Para ulama berbeda pendapat dalam masalah ini menjadi tiga pendapat;
Pendapat pertama: Ketika seseorang telah mengucapkan ‘ini hewan kurbanku’, maka dengan ini hewan tersebut harus dijadikan sebagai hewan kurban. Ini adalah pendapat Syafi’iyah dan Hanabilah. Pendapat ini dipilih asy-Syaikh al-‘Utsaimin.

Pendapat kedua: Ketika seseorang membelinya dengan niat akan dijadikan hewan kurban, maka hewan tersebut harus dijadikan hewan kurban. ini adalah pendapat Hanafiyah dan sebagian ulama Hanabilah. Pendapat ini dipilih Syaikhul Islam dan al-Lajnah ad-Daimah.

Pendapat ketiga: Tidaklah dinyatakan sebagai hewan kurban sampai dia menyembelihnya. Adapun sekedar membeli dengan niat akan berkurban atau ucapan, maka tidak mengharuskan untuknya menjadikan hewan tersebut sebagai hewan kurban. Ini adalah pendapat Malikiyah dan dipilih oleh asy-Syaukani.

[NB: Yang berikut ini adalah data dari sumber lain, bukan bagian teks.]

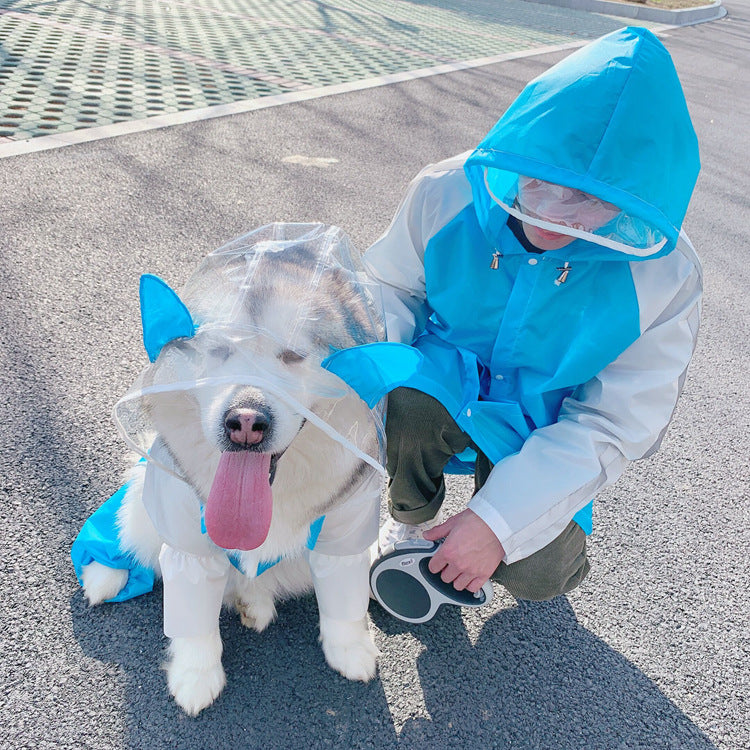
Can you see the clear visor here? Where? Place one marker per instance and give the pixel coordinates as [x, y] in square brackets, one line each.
[200, 391]
[270, 307]
[567, 211]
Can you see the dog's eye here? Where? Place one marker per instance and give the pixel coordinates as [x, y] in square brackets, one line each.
[221, 352]
[290, 357]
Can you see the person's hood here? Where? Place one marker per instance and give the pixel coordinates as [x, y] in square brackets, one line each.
[609, 120]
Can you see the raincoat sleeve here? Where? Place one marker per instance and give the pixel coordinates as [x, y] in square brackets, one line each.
[617, 417]
[396, 260]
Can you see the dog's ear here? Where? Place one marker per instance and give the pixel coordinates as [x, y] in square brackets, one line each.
[164, 316]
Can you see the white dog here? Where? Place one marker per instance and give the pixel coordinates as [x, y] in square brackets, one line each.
[254, 450]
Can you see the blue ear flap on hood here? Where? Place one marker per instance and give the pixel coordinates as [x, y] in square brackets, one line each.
[164, 316]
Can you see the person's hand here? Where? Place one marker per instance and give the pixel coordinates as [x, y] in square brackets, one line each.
[470, 553]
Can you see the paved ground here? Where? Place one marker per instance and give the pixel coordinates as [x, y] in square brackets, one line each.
[651, 652]
[69, 64]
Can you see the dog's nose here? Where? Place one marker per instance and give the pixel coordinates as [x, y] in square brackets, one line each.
[245, 426]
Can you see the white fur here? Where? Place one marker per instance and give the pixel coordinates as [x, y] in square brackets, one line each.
[101, 583]
[311, 471]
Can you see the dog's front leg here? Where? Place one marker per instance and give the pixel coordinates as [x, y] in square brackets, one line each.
[343, 592]
[193, 591]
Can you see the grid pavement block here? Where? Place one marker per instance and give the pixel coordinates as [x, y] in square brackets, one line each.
[72, 64]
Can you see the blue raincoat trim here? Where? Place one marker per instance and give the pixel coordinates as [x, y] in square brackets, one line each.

Faedah dari permasalahan diatas adalah jika seseorang telah menentukan hewan kurbannya dengan ucapan atau membelinya dengan niat untuk udhiyah, maka hewan yang telah ditentukan tadi tidak boleh dimakan sebelum tiba waktu penyembelihannya, tidak boleh dijual, tidak boleh dijual susunya dan tidak boleh diganti dengan hewan yang lainnya kecuali jika diganti dengan yang lebih baik lagi.
Adapun menurut pendapat ketiga maka tidak mengapa jika semua itu dilakukan, karena tidak ada dalil yang mengharuskan demikian.

 Wallahu a’lam bish shawaab.

-----------------------------
Disusun oleh Abu 'Ubaidah bin Damiri al-Jawy, 1 Dzulhijjah 1436/ 15 September 2015_di kota Ambon Manise.